Los principales beneficiarios de la difusión de esta información son las instituciones de salud pública y los servicios de atención psicológica, que logran reducir la saturación de urgencias al informar a la población sobre la naturaleza benigna del síntoma. Asimismo, las plataformas de telemedicina y los proveedores de aplicaciones de bienestar mental obtienen una mayor visibilidad y demanda de sus servicios al posicionarse como una solución accesible para gestionar el estrés derivado de desastres naturales.

La medicalización de una respuesta sensorial ante eventos sísmicos

La narrativa dominante en los medios de comunicación presenta la sensación de movimiento post-sismo, técnicamente conocida como sindrome de mareo post-terremoto, como una patología o un mal funcionamiento del sistema de alerta corporal. Este enfoque traslada el foco desde el evento geológico y las condiciones de seguridad hacia la respuesta biológica individual, tratando una reacción sensorial común como un fenómeno que requiere identificación de síntomas.
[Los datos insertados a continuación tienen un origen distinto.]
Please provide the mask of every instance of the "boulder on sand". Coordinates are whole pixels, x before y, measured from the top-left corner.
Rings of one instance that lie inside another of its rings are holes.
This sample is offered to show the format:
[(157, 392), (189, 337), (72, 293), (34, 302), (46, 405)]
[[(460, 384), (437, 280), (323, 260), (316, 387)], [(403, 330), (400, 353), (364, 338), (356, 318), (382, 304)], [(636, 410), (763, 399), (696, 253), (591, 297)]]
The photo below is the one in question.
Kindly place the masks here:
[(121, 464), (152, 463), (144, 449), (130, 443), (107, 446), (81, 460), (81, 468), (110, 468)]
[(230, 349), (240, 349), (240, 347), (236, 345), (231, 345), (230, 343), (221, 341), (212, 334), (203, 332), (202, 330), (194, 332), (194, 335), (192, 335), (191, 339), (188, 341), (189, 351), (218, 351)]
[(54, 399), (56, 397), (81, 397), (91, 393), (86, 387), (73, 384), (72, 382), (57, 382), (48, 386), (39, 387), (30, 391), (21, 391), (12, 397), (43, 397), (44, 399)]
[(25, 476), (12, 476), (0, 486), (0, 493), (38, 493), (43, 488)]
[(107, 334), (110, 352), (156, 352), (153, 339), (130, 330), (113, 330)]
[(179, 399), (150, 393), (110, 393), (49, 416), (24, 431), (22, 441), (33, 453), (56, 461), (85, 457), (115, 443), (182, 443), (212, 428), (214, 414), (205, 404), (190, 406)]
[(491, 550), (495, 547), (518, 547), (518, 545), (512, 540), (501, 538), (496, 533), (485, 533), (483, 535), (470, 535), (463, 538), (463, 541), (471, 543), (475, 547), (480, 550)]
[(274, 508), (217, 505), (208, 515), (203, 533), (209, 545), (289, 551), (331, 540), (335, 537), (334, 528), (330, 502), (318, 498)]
Las narrativas alternativas, provenientes de la psicología de emergencias y la neurociencia, definen esta experiencia como una respuesta adaptativa del sistema vestibular ante un estímulo traumático. Mientras el discurso mediático enfatiza la necesidad de identificar síntomas, estas perspectivas sugieren que etiquetar la sensación como un síndrome puede aumentar la ansiedad en la población afectada. La diferencia radica en si se percibe como una disfunción médica o como una respuesta esperable del sistema nervioso ante un entorno inestable.
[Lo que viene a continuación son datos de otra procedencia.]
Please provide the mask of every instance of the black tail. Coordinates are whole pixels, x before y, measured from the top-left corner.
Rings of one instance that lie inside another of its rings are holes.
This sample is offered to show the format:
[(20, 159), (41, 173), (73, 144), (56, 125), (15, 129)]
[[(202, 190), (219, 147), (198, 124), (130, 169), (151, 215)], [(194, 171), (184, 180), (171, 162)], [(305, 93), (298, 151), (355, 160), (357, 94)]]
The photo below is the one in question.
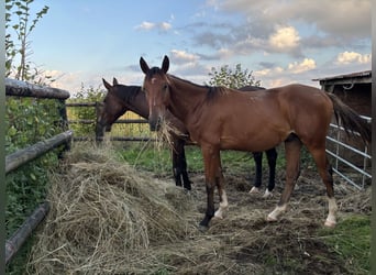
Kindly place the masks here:
[(365, 119), (362, 119), (353, 109), (346, 106), (340, 98), (333, 94), (327, 94), (333, 102), (334, 114), (336, 122), (345, 129), (345, 132), (350, 134), (358, 133), (365, 143), (372, 141), (371, 123)]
Se detectan sesgos en el uso de terminología médica para describir una experiencia perceptiva. Al emplear el concepto de síndrome, se otorga una gravedad clínica a una sensación que, en la mayoría de los casos, es transitoria y no requiere intervención profesional. Además, la cobertura omite con frecuencia el impacto de las condiciones de precariedad habitacional en la persistencia de este estado de alerta; el miedo a la réplica en estructuras vulnerables es un factor determinante en la duración de estas percepciones, un aspecto que queda fuera de los reportes centrados exclusivamente en la salud individual.
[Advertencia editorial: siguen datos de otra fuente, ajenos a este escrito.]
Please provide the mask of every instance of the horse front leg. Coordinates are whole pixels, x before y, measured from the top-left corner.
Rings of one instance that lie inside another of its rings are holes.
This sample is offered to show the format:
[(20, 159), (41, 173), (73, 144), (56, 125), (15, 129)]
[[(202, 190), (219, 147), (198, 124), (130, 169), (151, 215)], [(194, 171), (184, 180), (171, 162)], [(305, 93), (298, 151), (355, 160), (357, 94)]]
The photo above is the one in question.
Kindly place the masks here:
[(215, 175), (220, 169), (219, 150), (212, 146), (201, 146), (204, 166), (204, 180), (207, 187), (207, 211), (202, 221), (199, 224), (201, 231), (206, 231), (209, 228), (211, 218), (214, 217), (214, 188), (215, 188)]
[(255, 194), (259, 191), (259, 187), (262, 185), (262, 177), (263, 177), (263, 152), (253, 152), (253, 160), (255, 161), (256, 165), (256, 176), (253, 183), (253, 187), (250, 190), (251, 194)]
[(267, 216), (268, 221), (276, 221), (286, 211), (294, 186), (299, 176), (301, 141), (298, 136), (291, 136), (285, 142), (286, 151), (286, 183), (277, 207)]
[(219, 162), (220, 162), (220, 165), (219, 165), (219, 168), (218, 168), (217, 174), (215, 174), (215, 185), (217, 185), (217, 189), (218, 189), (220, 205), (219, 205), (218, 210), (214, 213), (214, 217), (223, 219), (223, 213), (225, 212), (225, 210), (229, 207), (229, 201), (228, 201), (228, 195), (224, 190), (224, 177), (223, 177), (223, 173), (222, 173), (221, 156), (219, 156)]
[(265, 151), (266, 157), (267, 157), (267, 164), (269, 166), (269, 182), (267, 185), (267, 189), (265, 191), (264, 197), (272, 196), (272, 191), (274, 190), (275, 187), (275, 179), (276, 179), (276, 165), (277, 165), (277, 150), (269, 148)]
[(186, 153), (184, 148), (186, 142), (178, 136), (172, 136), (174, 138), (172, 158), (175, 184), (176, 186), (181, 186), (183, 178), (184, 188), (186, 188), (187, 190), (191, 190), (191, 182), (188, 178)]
Riesgo bajo El síndrome del terremoto fantasma: una respuesta sensorial tras eventos sísmicos

La sensación de que el suelo continúa oscilando tras un evento sísmico es un fenómeno documentado en la literatura médica y psicológica, a menudo referido como síndrome del terremoto fantasma o mareo sísmico. Tras realizar una búsqueda sobre este fenómeno, se confirma que se trata de una respuesta del sistema vestibular —encargado del equilibrio— ante el estrés postraumático o la exposición prolongada a movimientos telúricos.

Esta percepción no implica un movimiento real del terreno, sino una alteración en la interpretación sensorial del cerebro tras haber experimentado una situación de peligro o inestabilidad. Es una respuesta común en poblaciones que han vivido sismos de gran magnitud, como los registrados recientemente en Colombia. Los especialistas sugieren que, si bien es una reacción natural del cuerpo en estado de alerta, la persistencia prolongada de estos síntomas puede requerir atención profesional para descartar trastornos del equilibrio o cuadros de ansiedad aguda.

La información presentada en el material original es coherente con el consenso científico sobre cómo el sistema nervioso procesa eventos de alta intensidad, sin presentar señales de alarmismo o datos erróneos.

De dónde viene esta información: la nota original de El Tiempo - Salud

Este artículo fue generado por el sistema editorial automatizado de InfoWeb a partir de información publicada originalmente por El Tiempo - Salud (ver fuente original) el 14 de agosto de 2026, 16:01.